Transcription factors (TFs) are proteins that facilitate the transcription of DNA into RNA. A number of recent studies have observed that the binding of TFs onto DNA can be affected by DNA methylation, and in turn, DNA methylation can also be added or removed by proteins associated with transcription factors (Bonder et al. 2017; Banovich et al. 2014; Zhu, Wang, and Qian 2016).
To provide functional annotations for differentially methylated regions (DMRs)
and differentially methylated CpG sites (DMS),
MethReg performs integrative
analyses using matched DNA methylation and gene expression along with
Transcription Factor Binding Sites (TFBS) data. MethReg evaluates, prioritizes
and annotates DNA methylation regions (or sites) with high regulatory potential
that works synergistically with TFs to regulate target gene expressions,
without any additional ChIP-seq data.
The results from
MethReg can be used to generate testable hypothesis on the
synergistic collaboration of DNA methylation changes and TFs in gene regulation.
MethReg can be used either to evaluate regulatory potentials of candidate
regions or to search for methylation coupled TF regulatory processes in the entire genome.
MethReg is a Bioconductor package and can be installed through
if (!"BiocManager" %in% rownames(installed.packages())) install.packages("BiocManager") BiocManager::install("MethReg", dependencies = TRUE)
After the package is installed, it can be loaded into R workspace by
The figure below illustrates the workflow for MethReg.
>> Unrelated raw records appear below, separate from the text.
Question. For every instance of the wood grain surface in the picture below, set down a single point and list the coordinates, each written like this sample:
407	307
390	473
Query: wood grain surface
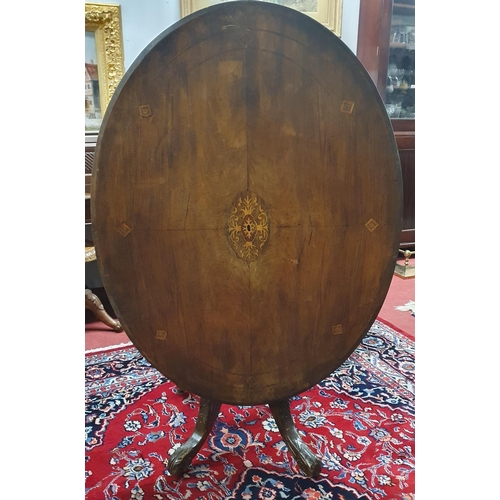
246	101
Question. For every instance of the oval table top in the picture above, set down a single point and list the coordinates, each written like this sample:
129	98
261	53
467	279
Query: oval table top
246	202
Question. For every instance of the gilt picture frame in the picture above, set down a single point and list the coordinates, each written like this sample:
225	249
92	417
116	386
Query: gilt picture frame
104	66
327	12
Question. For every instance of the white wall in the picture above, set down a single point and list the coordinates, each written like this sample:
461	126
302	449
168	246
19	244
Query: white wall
350	21
142	21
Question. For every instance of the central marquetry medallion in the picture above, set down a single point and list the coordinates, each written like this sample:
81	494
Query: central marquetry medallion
248	227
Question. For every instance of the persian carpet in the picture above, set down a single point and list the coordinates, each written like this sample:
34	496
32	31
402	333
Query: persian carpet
359	421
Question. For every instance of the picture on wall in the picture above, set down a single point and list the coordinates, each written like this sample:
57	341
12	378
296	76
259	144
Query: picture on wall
103	60
93	115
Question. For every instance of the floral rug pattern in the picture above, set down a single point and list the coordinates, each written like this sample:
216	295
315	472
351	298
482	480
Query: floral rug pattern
359	421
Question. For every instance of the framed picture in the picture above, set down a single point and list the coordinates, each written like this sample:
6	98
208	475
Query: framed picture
327	12
103	59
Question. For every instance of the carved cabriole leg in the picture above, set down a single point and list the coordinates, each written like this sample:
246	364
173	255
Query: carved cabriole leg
308	463
93	303
182	456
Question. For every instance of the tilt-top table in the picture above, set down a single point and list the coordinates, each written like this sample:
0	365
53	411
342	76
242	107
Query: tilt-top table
247	200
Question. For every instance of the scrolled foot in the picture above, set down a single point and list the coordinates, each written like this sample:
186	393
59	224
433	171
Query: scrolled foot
93	303
182	456
308	463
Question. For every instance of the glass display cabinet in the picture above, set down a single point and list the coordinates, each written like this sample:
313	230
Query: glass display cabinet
386	47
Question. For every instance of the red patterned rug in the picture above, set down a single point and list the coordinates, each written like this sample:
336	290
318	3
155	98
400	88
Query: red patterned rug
359	421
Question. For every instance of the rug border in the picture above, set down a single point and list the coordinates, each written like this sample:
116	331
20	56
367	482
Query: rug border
98	350
396	328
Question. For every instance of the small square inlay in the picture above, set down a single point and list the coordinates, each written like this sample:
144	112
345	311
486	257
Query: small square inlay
161	334
145	111
124	230
371	225
337	329
347	107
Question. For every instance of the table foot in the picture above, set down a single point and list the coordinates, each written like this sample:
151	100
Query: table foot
93	303
182	456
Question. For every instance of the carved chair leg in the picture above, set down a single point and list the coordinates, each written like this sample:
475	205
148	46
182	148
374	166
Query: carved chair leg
182	456
93	303
308	463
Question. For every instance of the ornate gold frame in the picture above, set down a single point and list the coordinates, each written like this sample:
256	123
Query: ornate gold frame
105	21
329	12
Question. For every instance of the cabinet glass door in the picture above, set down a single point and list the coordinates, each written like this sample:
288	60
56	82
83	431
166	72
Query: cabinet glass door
400	83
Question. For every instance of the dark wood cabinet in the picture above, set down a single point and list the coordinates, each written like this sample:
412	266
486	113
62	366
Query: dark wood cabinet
386	47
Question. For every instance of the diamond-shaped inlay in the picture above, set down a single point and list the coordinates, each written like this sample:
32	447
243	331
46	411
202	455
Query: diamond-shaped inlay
161	334
347	107
371	225
124	229
145	111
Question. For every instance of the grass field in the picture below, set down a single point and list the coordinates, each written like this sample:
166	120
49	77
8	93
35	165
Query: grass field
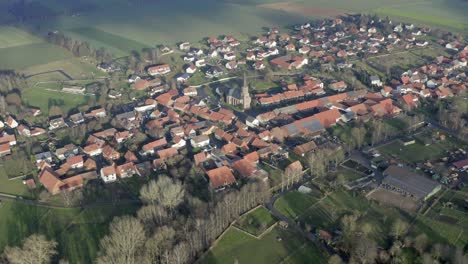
19	57
15	187
11	37
40	97
256	222
294	203
77	231
236	245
Given matched array DNA methylation data and RNA-seq gene expression data, MethReg additionally incorporates TF binding information from ReMap2020 (Chèneby et al. 2019) or the JASPAR2020 (Baranasic 2020; Fornes et al. 2020) database, and optionally additional TF-target gene interaction databases, to perform both promoter and distal (enhancer) analysis.
In the unsupervised mode, MethReg analyzes all CpGs on the Illumina arrays. In the supervised mode, MethReg analyzes and prioritizes differentially methylated CpGs identified in EWAS.
There are three main steps: (1) create a dataset with triplets of CpGs, TFs that bind near the CpGs, and putative target genes, (2) for each triplet (CpG, TF, target gene), apply integrative statistical models to DNA methylation, target gene expression, and TF expression values, and (3) visualize and interpret results from statistical models to estimate individual and joint impacts of DNA methylation and TF on target gene expression, as well as annotate the roles of TF and CpG methylation in each triplet.
The results from the statistical models will also allow us to identify a list of CpGs that work synergistically with TFs to influence target gene expression.